Ciò permette di cogliere in prima persona quelle che sono le proprie esperienze e la propria conoscenza, divenendo come osservatori di sé stessi, in grado di sospendere pregiudizi e convinzioni, per imparare a “riflettere sul riflettere”.
La conoscenza non appartiene né all’oggetto né al soggetto, poiché è un processo circolare che non consente di distinguere l’oggetto dal soggetto, e viceversa. Come sostengono Maturana e Varela, “mente e mondo sorgono insieme”: i due termini della relazione sono soltanto un’illusione – sempre che non se ne riducano i significati attraverso astrazioni, forzature e distorsioni. Perché l’unica cosa ad esistere è il processo: il processo della conoscenza relazionale.
La conoscenza che emerge dalla relazione tra soggetto ed oggetto è una conoscenza relazionale, che non appartiene né all’uno né all’altro, e che non ha, pertanto, alcun tipo di fondamento o di certezza; essa scaturisce dall’agire, o meglio dall’interagire, come fenomeno che caratterizza la vita.
Le conseguenze etiche di questo approccio sono rilevanti: ogni atto che si compie è una interazione, cioè un’azione fondata sulla relazione, attraverso la quale emerge una definizione reciproca sia di sé e del proprio mondo che dell’altro e del suo mondo. La responsabilità personale che ne discende è determinante, poiché non è più possibile, in questa prospettiva, separare il soggetto dalle azioni che compie né ipotizzare di poter dominare l’oggetto come qualcosa di separato da sé.

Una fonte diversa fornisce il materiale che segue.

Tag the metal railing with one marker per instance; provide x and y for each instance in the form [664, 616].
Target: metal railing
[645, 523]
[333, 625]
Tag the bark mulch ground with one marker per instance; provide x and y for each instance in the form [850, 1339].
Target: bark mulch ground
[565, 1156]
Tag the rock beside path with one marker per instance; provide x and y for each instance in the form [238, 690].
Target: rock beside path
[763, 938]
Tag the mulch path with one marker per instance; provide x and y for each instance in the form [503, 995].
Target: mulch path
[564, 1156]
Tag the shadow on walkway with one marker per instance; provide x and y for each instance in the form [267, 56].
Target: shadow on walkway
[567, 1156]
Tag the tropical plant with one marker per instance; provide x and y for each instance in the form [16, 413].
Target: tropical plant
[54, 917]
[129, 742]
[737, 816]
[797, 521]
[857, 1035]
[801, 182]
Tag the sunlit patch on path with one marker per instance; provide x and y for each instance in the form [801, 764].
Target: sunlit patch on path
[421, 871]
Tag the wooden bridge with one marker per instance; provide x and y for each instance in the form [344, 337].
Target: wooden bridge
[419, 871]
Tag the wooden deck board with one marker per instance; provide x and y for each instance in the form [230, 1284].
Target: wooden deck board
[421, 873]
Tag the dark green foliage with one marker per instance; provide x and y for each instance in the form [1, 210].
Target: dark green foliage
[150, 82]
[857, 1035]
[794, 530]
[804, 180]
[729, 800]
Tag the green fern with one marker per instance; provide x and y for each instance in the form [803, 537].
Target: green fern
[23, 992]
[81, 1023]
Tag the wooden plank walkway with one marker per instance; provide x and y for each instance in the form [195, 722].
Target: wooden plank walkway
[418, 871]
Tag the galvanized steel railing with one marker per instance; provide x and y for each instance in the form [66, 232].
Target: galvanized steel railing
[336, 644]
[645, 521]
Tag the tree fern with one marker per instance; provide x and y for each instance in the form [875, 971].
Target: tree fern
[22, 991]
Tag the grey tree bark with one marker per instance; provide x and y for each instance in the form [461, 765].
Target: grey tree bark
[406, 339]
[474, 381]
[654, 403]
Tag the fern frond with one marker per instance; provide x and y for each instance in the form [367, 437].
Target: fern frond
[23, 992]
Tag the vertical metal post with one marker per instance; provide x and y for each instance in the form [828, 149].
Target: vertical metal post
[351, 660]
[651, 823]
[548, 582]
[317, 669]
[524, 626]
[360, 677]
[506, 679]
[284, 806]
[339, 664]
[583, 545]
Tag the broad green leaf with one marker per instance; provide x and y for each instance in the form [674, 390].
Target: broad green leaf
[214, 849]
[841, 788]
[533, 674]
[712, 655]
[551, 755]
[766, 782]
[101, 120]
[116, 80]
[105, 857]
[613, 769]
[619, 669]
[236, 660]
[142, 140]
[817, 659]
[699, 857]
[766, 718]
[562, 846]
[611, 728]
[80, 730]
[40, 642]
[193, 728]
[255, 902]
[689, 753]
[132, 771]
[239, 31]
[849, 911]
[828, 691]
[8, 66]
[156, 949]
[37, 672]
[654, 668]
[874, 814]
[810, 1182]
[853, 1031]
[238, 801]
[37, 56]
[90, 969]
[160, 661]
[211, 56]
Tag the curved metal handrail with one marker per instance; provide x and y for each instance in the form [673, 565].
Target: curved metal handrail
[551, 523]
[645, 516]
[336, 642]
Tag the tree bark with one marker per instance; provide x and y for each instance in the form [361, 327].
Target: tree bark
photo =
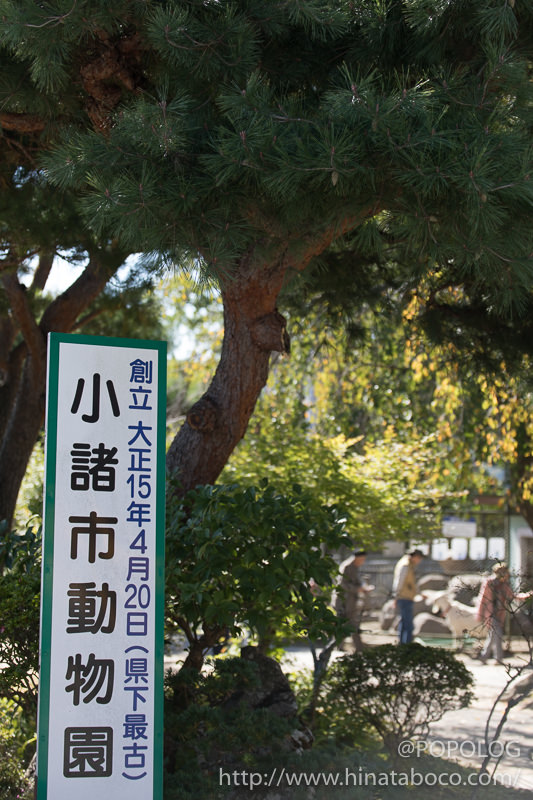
[253, 329]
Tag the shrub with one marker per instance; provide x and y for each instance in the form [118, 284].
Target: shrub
[20, 583]
[397, 690]
[209, 725]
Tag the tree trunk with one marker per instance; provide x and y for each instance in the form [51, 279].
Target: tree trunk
[253, 328]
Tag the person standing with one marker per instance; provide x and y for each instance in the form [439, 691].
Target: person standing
[404, 591]
[351, 592]
[494, 601]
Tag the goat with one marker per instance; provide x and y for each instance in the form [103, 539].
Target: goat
[461, 619]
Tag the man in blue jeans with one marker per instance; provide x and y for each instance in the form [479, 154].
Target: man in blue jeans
[404, 591]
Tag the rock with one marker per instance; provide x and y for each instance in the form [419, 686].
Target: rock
[429, 624]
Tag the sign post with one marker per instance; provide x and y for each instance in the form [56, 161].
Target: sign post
[101, 681]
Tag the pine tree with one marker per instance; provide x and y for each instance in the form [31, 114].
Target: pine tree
[254, 136]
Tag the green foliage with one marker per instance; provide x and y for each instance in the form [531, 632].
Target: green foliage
[20, 585]
[212, 729]
[396, 690]
[241, 555]
[17, 743]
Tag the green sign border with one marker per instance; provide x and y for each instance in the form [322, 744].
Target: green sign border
[54, 342]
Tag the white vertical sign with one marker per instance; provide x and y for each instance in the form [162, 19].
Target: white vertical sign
[100, 703]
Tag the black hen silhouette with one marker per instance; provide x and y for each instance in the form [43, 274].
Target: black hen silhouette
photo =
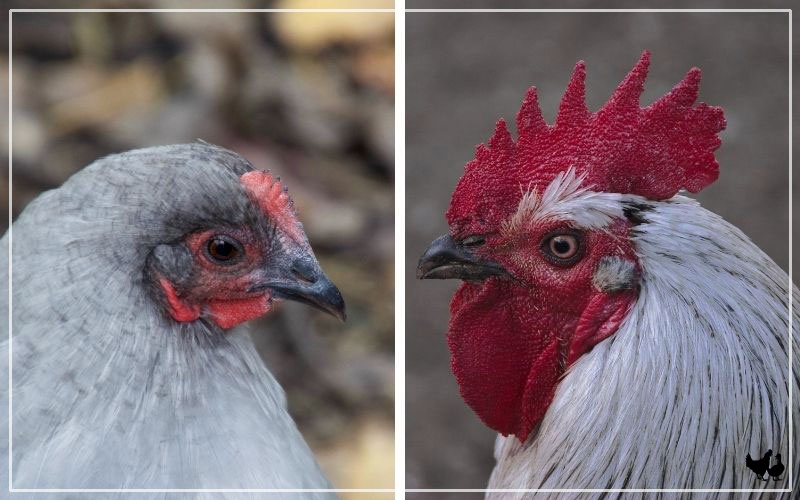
[776, 470]
[761, 466]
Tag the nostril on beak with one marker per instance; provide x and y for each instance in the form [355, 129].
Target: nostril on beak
[304, 271]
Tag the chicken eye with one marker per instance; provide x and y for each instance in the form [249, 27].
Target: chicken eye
[562, 248]
[223, 249]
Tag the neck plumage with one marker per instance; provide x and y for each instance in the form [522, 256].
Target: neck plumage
[695, 378]
[109, 392]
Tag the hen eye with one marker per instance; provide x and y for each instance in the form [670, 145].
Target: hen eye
[562, 248]
[223, 250]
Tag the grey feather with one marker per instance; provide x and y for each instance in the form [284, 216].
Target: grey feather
[109, 392]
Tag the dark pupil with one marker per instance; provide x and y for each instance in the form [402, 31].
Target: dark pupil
[561, 246]
[221, 249]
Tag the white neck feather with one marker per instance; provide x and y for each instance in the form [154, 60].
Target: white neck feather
[695, 378]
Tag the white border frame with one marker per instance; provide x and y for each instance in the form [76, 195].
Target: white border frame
[654, 490]
[399, 489]
[11, 489]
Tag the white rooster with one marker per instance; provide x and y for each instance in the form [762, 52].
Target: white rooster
[615, 333]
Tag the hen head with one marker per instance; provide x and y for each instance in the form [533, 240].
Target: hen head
[540, 232]
[241, 248]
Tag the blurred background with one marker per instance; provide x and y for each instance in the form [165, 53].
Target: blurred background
[308, 95]
[466, 70]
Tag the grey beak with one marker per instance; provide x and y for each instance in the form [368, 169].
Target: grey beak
[445, 259]
[309, 285]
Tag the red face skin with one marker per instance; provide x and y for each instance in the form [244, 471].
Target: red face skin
[219, 290]
[511, 339]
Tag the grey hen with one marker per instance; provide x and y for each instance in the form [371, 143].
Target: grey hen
[128, 282]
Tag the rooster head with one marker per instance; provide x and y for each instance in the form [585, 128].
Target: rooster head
[540, 233]
[229, 268]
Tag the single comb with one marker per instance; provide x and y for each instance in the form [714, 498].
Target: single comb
[653, 152]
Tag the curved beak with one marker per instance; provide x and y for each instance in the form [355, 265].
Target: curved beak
[306, 283]
[446, 259]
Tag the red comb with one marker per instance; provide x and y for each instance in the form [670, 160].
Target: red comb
[652, 152]
[273, 199]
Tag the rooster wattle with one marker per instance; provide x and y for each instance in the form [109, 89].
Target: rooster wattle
[615, 333]
[128, 281]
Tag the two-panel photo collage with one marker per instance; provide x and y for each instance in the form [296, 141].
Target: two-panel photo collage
[398, 249]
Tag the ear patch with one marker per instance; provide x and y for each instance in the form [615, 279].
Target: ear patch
[273, 199]
[180, 310]
[614, 274]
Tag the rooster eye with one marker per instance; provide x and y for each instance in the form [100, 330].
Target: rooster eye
[223, 249]
[562, 248]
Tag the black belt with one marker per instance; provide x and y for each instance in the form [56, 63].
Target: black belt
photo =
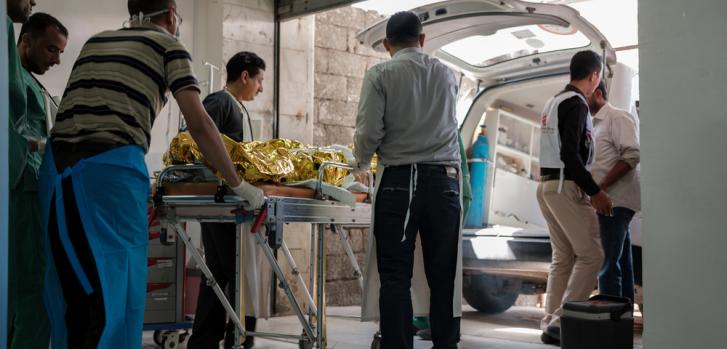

Ogni uomo diviene responsabile di una realtà che si determina per emergenza dall’agire intersoggettivo; una realtà libera da ogni fondamento e, dunque, libera da ogni pregiudizio sulla sua possibile evoluzione.
Ogni atto percettivo, ogni emozione, ogni comunicazione diviene così la via per nascere con l’altro, un “con-nascere” non solo verso la sapienza, ma anche verso la saggezza.